- Zuletzt bearbeitet:
- Kommentare: 14
H.E.I.L. Europe
Kevin Pascal Schlüter war ein wirklich fleißiger und akribischer Mitarbeiter der Europabehörde „Agency for Health, Environment, Infrastructure and Lifestyle“, besser bekannt unter ihrem Kurznamen „H.E.I.L. Europe“. Er erfüllte dort die Funktion eines H.E.I.L. Accessors für den Privathaushalt, was nichts anderes bedeutete, als die ständige und unangekündigte Kontrolle eines jeden EU Bürgers auf die Einhaltung der Gesetze innerhalb seiner Wohnung. Dieser Beruf passte gut zu dem fülligen, leicht untersetzten und peniblen Deutschen.

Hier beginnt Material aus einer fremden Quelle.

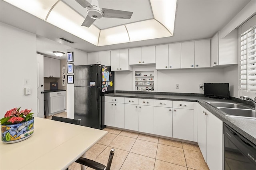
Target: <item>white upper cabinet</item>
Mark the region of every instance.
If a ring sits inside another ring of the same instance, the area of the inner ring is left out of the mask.
[[[181,43],[156,46],[156,69],[180,69]]]
[[[210,41],[195,42],[195,68],[210,67]]]
[[[194,68],[195,42],[181,43],[181,68]]]
[[[217,33],[211,43],[211,67],[223,68],[238,64],[238,31],[234,29],[222,39]]]
[[[167,69],[169,68],[168,44],[156,46],[156,69]]]
[[[60,60],[44,57],[44,77],[60,77]]]
[[[169,44],[169,67],[170,69],[180,69],[181,43]]]
[[[128,49],[111,51],[110,61],[112,71],[131,70]]]
[[[88,64],[110,65],[110,51],[88,53]]]
[[[129,49],[129,64],[134,65],[154,63],[155,51],[154,46]]]

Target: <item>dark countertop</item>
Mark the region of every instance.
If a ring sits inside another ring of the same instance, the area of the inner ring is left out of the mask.
[[[174,93],[155,92],[138,93],[131,91],[117,91],[116,93],[107,94],[105,96],[197,102],[200,105],[220,119],[223,122],[231,127],[254,144],[256,144],[256,119],[232,117],[225,116],[222,111],[210,106],[205,102],[206,101],[218,101],[241,103],[239,102],[240,99],[232,98],[232,99],[235,100],[234,101],[234,100],[231,99],[213,99],[203,96],[202,94],[198,94],[180,93],[179,95],[178,95],[179,93]]]
[[[66,90],[44,90],[44,93],[50,93],[50,92],[56,92],[56,91],[66,91]]]

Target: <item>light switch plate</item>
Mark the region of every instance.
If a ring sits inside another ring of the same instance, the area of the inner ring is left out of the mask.
[[[31,88],[25,88],[24,89],[25,95],[29,95],[31,94]]]

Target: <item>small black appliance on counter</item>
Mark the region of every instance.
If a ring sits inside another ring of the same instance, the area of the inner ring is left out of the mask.
[[[229,84],[228,83],[204,83],[205,96],[217,99],[229,98]]]

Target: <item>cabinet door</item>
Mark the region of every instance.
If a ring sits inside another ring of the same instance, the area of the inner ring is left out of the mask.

Nach der großen Terrorwelle zur Jahrtausendwende wurde die Justiz der akuten Bedrohung nach und nach angepasst. Da wirklich jeder ein potentieller Terrorist ist, oder auch werden kann, oder mal war, wurde die Methode der „kompletten Beweislastumkehr“ auf das Gesetz angewandt. Nun musste jeder Bürger regelmäßig Beweisen, dass er gegen keine Gesetze verstoßen hat, oder gar ein Terrorist ist. Dazu pflegte jeder Bürger eine Kamera mit sich zu führen und den kompletten Tagesablauf lückenlos aufzuzeichnen. Nur so war zweifelsfrei zu beweisen, dass man wirklich ein unbescholtener Bürger war. Da die List eine Freundin des Terrors ist, wurde die Bevölkerung natürlich trotzdem regelmäßig besucht und kontrolliert bzw. es wurde ein staatlicher Service angeboten.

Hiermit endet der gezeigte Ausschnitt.